Finally, we explored PTM-Mamba’s utility for zero-shot PTM discovery, a task of great biological relevance. By analyzing model logits for masked positions in wild-type sequences, PTM-Mamba accurately predicted plausible PTMs for specific residues, such as <phosphoserine> for serine in UniProt sequence Q02261 and <S-diacylglycerol cysteine> for cysteine in UniProt sequence Q4L7X2 (Fig. 2d). This capability offers PTM-Mamba as a tool for biologists to generate new insights into PTM biology without requiring additional training or labels.

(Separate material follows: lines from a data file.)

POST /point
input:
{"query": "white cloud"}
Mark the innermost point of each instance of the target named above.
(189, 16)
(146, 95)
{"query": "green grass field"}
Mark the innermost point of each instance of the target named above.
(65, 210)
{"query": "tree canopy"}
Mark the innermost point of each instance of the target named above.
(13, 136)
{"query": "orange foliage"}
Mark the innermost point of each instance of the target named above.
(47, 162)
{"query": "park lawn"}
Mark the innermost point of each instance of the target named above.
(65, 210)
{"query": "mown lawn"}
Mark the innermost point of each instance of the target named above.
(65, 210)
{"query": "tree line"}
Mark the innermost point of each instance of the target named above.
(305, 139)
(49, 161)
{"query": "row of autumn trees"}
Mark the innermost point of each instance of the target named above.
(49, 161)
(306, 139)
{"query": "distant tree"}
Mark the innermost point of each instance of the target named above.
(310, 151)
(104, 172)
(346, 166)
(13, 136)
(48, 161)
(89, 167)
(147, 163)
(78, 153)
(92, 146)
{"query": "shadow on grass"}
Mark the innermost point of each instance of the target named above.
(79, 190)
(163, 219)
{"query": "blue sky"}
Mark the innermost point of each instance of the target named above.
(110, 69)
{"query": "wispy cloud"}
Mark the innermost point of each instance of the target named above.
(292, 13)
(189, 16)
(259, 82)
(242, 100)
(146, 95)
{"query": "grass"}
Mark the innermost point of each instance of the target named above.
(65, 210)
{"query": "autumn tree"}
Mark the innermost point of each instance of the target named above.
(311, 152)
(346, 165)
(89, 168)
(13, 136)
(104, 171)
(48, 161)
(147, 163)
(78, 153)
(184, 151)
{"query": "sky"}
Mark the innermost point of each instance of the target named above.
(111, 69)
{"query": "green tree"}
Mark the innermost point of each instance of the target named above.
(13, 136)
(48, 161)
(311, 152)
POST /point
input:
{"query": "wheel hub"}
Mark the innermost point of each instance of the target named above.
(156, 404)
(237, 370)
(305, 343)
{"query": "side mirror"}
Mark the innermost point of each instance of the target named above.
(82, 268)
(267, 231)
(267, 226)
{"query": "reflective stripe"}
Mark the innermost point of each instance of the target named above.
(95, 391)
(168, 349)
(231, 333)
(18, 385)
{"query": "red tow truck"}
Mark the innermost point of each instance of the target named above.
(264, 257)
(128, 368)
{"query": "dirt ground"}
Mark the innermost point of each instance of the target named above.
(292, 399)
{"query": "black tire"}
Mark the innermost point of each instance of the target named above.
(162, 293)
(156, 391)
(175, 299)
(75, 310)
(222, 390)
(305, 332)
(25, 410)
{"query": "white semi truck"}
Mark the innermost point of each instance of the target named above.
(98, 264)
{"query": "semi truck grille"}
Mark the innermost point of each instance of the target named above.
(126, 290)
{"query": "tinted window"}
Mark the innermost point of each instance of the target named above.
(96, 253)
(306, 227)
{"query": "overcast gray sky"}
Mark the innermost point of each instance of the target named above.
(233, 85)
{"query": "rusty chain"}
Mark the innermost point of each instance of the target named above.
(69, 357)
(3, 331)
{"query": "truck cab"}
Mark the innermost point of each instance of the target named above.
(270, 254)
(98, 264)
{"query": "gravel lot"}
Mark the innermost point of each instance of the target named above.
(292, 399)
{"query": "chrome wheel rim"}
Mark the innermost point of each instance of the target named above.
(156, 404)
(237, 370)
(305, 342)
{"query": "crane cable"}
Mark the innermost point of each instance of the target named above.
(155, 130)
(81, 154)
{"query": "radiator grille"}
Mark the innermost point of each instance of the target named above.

In total, PTM-Mamba provides new opportunities for modeling and designing PTM-specific protein sequences, particularly via its ability to explicitly tokenize PTM modified proteoforms for applications ranging from disease mechanism studies to therapeutic design with enhanced targeting specificity. For future work, we plan to address the limited availability of experimentally validated PTM annotations by augmenting the training dataset using mass spectrometry-based PTM databases²². We also aim to explore structure prediction of PTM modified sequences as a new task that can leverage PTM-Mamba’s embeddings, alongside extending these embeddings to design PTM-specific binders that selectively target modified protein states^6,23,24. Together, by enabling PTM-aware modeling, PTM-Mamba has the potential to reshape proteome analysis and drive innovation in precision therapeutics.

Methods

Data curation

Model training data were curated from UniProt¹⁵. Specifically, 311,350 experimentally validated PTM records were collected from Swiss-Prot, and the PTM annotations of their proteins were mapped to their respective sequences to construct the new PTM sequences. The final dataset includes a total of 79,707 PTM sequences. Data curation code can be found at https://github.com/programmablebio/ptm-mamba/tree/main/ptm_data_preprocessing.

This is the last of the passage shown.